Top of the list is the position of Mr Maduro in a transition. “There’s no way to hold a free election with him in power,” says Mr Abrams, adding that Mr Maduro could be a candidate. Hardliners on both sides might reject whatever negotiators agree to. Then there are Mr Maduro’s allies. Russia has reportedly sent security specialists to Venezuela. The Trump administration has given Cuba no incentive to help dislodge Mr Maduro, having stepped up sanctions against the communist island in what looks like a bid to secure the Cuban-American vote in Florida.
Critics of American policy point out that sanctions have never toppled determined dictators. Although the humanitarian crisis in Venezuela is of Mr Maduro’s making, the longer sanctions last the more they will add to it. But what is the alternative? Even if a military coup were possible, “we know that a negotiated solution is more likely to produce a stable democracy,” says Mr Abrams. He is frustrated that the European Union has not widened sanctions on individuals in order to make agreement easier.

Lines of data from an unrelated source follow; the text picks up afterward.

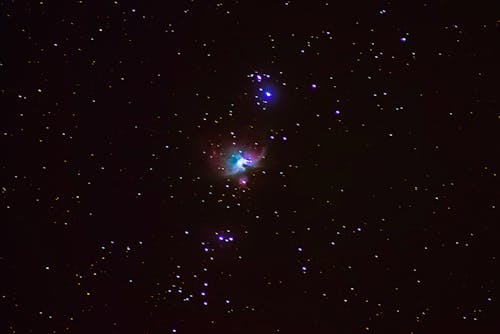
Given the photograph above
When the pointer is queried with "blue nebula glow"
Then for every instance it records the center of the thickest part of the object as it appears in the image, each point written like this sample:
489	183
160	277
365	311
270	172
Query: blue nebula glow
238	163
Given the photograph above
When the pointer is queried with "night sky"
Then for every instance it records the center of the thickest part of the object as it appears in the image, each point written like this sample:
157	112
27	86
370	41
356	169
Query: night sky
249	167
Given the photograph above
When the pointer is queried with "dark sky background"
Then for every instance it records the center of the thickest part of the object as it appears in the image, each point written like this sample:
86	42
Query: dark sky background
373	208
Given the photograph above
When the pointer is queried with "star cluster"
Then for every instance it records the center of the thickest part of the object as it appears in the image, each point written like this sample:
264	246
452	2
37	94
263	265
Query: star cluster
249	167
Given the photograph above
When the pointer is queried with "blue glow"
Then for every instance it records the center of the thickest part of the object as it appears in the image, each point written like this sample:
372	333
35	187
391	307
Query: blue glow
237	163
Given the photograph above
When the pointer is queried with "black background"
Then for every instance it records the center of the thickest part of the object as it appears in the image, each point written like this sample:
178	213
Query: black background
420	182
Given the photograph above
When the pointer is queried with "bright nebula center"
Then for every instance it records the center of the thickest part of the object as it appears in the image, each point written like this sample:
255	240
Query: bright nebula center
239	162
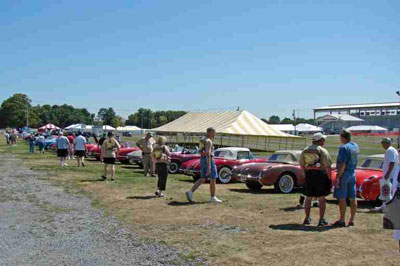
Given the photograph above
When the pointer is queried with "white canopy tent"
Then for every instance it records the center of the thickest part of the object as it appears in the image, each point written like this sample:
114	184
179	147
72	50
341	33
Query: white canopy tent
369	129
236	128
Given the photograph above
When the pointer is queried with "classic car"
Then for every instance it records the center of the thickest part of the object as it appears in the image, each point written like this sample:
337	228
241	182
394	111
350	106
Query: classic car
282	170
122	154
368	177
226	159
179	155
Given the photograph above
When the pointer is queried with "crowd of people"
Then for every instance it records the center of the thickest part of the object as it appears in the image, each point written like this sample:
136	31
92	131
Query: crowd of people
315	161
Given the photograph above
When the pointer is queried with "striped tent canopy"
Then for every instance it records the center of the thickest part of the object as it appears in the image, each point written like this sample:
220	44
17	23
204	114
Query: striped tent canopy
231	123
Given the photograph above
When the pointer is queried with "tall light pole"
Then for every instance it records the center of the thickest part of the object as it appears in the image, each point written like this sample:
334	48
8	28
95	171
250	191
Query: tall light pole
398	136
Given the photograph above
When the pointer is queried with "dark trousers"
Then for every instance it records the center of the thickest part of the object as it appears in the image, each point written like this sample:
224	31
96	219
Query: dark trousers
162	171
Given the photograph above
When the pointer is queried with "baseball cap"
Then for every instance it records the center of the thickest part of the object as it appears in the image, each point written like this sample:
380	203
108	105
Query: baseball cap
318	136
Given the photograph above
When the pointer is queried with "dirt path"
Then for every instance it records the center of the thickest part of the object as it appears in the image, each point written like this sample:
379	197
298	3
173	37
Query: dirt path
41	224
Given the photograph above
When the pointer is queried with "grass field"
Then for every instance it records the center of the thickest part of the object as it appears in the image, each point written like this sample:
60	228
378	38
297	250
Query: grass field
247	229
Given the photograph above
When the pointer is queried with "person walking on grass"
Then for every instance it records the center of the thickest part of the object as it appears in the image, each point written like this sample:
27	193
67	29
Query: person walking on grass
162	155
63	148
316	163
208	167
41	141
80	149
390	165
32	142
109	151
146	145
345	185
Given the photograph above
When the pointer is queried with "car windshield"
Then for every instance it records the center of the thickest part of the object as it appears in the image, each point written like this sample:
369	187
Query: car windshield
281	157
244	155
373	163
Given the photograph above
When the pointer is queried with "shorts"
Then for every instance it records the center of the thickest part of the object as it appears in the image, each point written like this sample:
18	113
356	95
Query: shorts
347	188
317	184
203	165
109	160
62	152
80	153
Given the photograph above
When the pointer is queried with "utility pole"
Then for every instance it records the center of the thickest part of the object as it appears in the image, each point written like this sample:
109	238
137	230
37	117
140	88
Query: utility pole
398	109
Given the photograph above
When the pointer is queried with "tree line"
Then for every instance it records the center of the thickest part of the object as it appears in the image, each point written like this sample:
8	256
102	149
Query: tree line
16	110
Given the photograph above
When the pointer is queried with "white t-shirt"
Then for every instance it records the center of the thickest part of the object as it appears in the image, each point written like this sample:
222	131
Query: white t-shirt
80	142
391	156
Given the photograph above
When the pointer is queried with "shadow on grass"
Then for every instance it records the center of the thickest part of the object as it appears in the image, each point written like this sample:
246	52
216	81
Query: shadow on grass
142	197
92	180
300	227
184	203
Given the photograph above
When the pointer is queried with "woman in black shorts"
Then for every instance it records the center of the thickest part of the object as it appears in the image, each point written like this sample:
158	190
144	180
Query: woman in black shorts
109	151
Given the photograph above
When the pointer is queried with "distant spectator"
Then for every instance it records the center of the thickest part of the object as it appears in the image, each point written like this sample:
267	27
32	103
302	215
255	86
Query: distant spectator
146	145
208	167
316	163
109	151
7	135
41	140
32	142
80	149
63	148
345	187
162	155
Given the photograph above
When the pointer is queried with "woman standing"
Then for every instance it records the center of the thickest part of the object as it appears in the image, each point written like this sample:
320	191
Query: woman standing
162	155
109	151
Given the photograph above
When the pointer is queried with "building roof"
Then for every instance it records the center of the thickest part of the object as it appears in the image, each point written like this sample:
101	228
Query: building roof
232	123
367	128
341	117
357	106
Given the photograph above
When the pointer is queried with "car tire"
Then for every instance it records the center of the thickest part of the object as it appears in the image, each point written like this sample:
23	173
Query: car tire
225	175
285	184
173	167
254	186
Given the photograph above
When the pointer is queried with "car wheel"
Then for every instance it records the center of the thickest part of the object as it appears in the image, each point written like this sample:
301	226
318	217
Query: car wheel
225	175
254	186
173	167
285	184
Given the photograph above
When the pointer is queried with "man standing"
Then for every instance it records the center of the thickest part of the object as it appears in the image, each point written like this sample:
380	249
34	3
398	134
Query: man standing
316	163
80	149
390	165
146	145
345	187
208	167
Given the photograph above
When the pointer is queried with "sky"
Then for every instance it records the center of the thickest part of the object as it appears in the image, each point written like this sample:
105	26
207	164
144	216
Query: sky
268	57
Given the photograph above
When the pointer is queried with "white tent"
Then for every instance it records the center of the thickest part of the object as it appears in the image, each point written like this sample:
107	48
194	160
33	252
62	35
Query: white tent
372	129
307	129
129	129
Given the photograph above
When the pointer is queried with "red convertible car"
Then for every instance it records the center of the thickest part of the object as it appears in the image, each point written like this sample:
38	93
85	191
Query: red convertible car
225	159
283	172
122	154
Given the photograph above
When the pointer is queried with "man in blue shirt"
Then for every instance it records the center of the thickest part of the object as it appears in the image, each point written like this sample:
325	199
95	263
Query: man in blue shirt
345	187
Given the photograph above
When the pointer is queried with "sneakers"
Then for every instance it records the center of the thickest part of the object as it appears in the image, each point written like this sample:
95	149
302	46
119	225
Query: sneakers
307	221
322	222
215	200
189	196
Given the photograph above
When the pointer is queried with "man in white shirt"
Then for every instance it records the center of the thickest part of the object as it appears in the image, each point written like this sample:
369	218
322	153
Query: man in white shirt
80	149
390	166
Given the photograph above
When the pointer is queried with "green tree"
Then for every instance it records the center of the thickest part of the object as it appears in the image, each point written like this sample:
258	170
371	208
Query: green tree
13	111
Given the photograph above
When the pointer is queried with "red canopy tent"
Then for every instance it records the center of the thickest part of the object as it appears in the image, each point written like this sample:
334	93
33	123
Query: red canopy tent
47	127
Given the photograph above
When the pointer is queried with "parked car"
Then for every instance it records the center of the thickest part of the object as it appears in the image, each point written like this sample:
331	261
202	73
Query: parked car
122	154
282	170
368	177
225	159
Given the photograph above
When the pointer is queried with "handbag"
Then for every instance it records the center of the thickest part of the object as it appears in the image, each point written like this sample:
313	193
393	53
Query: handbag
391	219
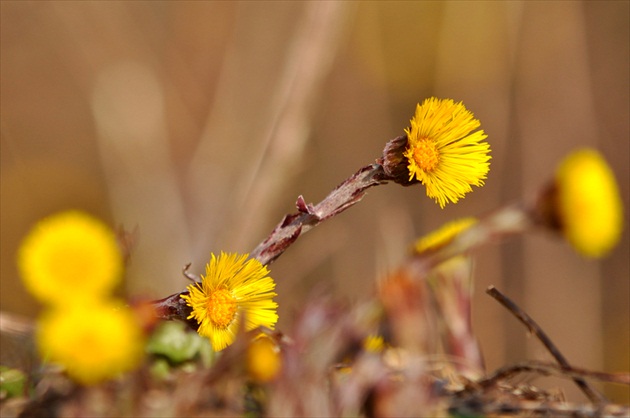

Mr Maduro’s people are likely to agree to a transition only if they have credible guarantees that they will not be jailed or expelled from politics. Rather than an amnesty, that means a national-unity government in which they have sufficient power to protect themselves, argues an experienced former American diplomat. “All negotiated transitions have involved guarantees for the losers.”
Without such an agreement, El Arepazo’s customers may be in for a long wait. Beside the café, groups of men sit at tables under an awning playing dominoes. The scene could be that on Miami’s Calle Ocho, where the Cuban exiles’ domino games have lasted 60 years.